Harryette Mullen Reads in the Holloway Series
In what follows, Margaret Rhee, a third-year doctoral student in the Ethnic Studies Department, talks about the recent Holloway Reading given by Harryette Mullen.
***
Prior to experimental poet and scholar Harryette Mullen’s Holloway series reading last Thursday, I had posted on my facebook: “going to see Harryette Mullen read tom on campus! who else is down 🙂” My miniscule facebook update, resonant of our digital age, probably doesn’t convey the extent of my anticipation for the opportunity to hear one of my favorite contemporary poets read right here, on U.C. Berkeley’s campus. Yet, the immediate flurry of cyber responses, particularly one written miles from Berkeley in Wisconsin, signifies how much Mullen means to poets and lovers of poetry today. From my friend, Noel P. Mariano, a poet and doctoral student in Creative Writing, there was a succinct response: “JEALOUS.”
Indeed, as dear Noel indicates, Mullen is adored not only by critics, readers, and award committees alike, but also by today’s contemporary poets. Mullen’s collections — such as Trimmings, S*PeRM**K*T, Muse & Drudge and Sleeping with the Dictionary — innovate through language, play, and form, and has transformed contemporary American letters. Sleeping with the Dictionary was a finalist for the National Book Award, the National Book Critics Circle Award, and the Los Angeles Times Book Award in poetry. Her three previous collections were repackaged into a recent book, Recyclopedia (Graywolf, 2006) which received a PEN Beyond Margins Award. More than this, however, as Noel’s response suggests, one hopes to be at the right place at the right time, just for a chance to hear Mullen read.
And, indeed, on Thursday, I wasn’t the only person excited. The third floor of Wheeler was abuzz as a diverse group of people – faculty and students from a number of Berkeley departments, members of the communities as well as writers from neighboring Mills College filled the room. Upon entering, I saw UC Berkeley Professor and poet Cecil Giscombe at the podium ready to give an introduction to the Holloway Series, a sequence of public readings that solidifies the campus’ commitment to poetry. Mullen’s reading was co-sponsored by Mixed Blood, a poetry journal and organization led by Giscombe. As he explained in his welcoming remarks, Mixed Blood focuses on innovations and experimentations in poetics while also grappling with issues of race. It was perfectly apt, as Mullen’s work deals with similar issues of race, sexuality and gender through linguistic innovation within the tradition of the Black Arts movement.
The Holloway Series also provides an opportunity for a graduate student to read alongside renowned poets. The evening’s graduate student poet was English doctoral student, Jocelyn Rodal, whose poems verge on the playful at the same time as they are feminist and daring. Rodal utilizes the everyday, the mundane, and personal to express both irony and revelation. I think of the first poem Rodal read, entitled “Screenplay,” which ends: “ Each morning, I wake up first, and my flat and nameless future stretches out in front of me like a state highway needing maintenance.”

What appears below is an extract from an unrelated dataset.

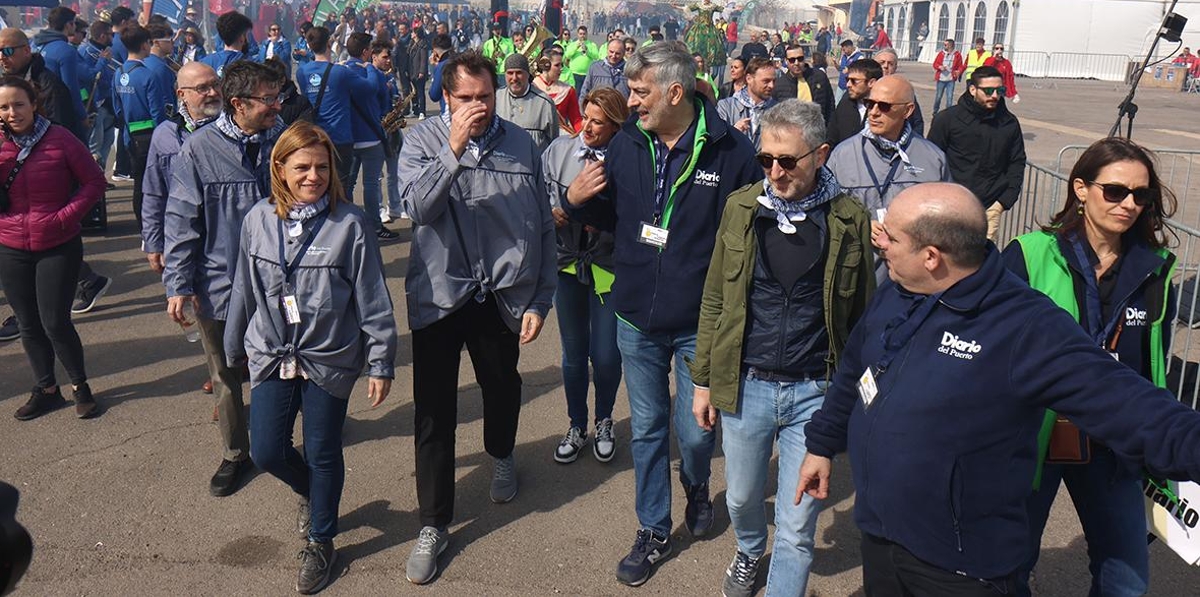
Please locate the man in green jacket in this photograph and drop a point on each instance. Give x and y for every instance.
(791, 273)
(580, 54)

When Mullen took the podium, she opened her reading by sharing the background of her working life, as she has currently been spending a lot of time on scholarly investigations of the Civil War. She also spoke about how she utilizes Japanese poetic forms and composes her poetry at the Mildred E. Mathias Botanical Garden on the campus of UCLA. The poems Mullen read that evening all evoked the everyday and a sense of place: scenes of pigeons in a Los Angeles parking lot, descriptions of the colorful characters in “Venice Beach,” and the investigations of the flora and fauna of the UCLA Botanical Garden itself.
Each poem, small and compact, showcased Mullen’s signature blend of linguistic play, the vernacular, contemporary references, rhythm, and political consciousness. That Berkeley evening, Mullen’s poems were like delicious linguistic gifts, simultaneously settling and unsettling people in their meditation on place. After Mullen long reading, many from the audience remarked how they wished it could’ve lasted even longer, how much Mullen reminded them of Los Angeles, San Diego, the places they have left.
For me, it was 5 years ago in Los Angeles when I first heard Harryette Mullen read her poetry. I had lived through her books, devouring them. I can remember sitting in awe of hearing one of my favorite poets come to life in the beautiful theatre space of downtown Los Angeles’ Walt Disney Music Hall. Seeing her again on Thursday, here in Berkeley, reminds me of how, at times, we are in the right place and right time. And how a poet’s reading can make a new place feel just like home.